Paper Structure (19 sections, 14 equations, 6 figures, 9 tables)

This paper contains 19 sections, 14 equations, 6 figures, 9 tables.

Figures (6)

  • Figure 1: Overview of the training scheme for our hierarchical large auto-bidding model. Training Stage I (left): train the LBM-Act with language-guided decision training via a dual embedding mechanism to fuse two modalities; Training Stage II (right): reinforcement fine-tuning the LBM-Think via group relative-Q policy optimization.
  • Figure 2: Relationship between the CPA ratio and model behavior by 1000 random samples.

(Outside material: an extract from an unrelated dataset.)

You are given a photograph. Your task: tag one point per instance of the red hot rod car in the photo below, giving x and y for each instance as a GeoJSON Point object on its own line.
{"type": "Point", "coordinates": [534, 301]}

When the CPA ratio exceeds 1, it indicates that the CPA constraint is not satisfied, suggesting a high likelihood of decreasing the bidding parameter, i.e., $\Delta a<0$. When the CPA ratio is smaller than 1, it will be more likely to increase the bidding parameter $\Delta a>0$. However, this relationship is not clearly reflected in DT and pretrained LLM, but is more evident in LLM finetuned with GQPO.
  • Figure 3: Training loss curve of LLM-DT and LBM-Act, supporting the efficiency of language-guided learning.
  • Figure 4: Illustration of the inference procedure of LBM with a detailed case of the prompt and CoT. For a timestep $t$, the LBM-Think first generates a CoT at timestep $t-1$ within the interval $\Delta t$. Then, when timestep $t$ arrives, the LBM-Act receives the pre-generated CoT along with the detailed numerical sequence information to generate an action, which involves adjusting the bidding parameter.
  • Figure 5: Visualization of attention scores varying across different positions and heads. For simplicity, we let positions from #0 to #6 as the language part, while the remaining positions are the numerical part. The two modalities are effectively fused using different attention heads. For instance, heads such as #4, #5, #6, and #10 in the final layer predominantly focus on the language part, whereas other heads are more attuned to the numerical parts. Interestingly, we observed that the attention in the middle layers distinctly separates the language parts (positions 0-6) from the numerical parts, with position 7 marking the beginning of the numerical part.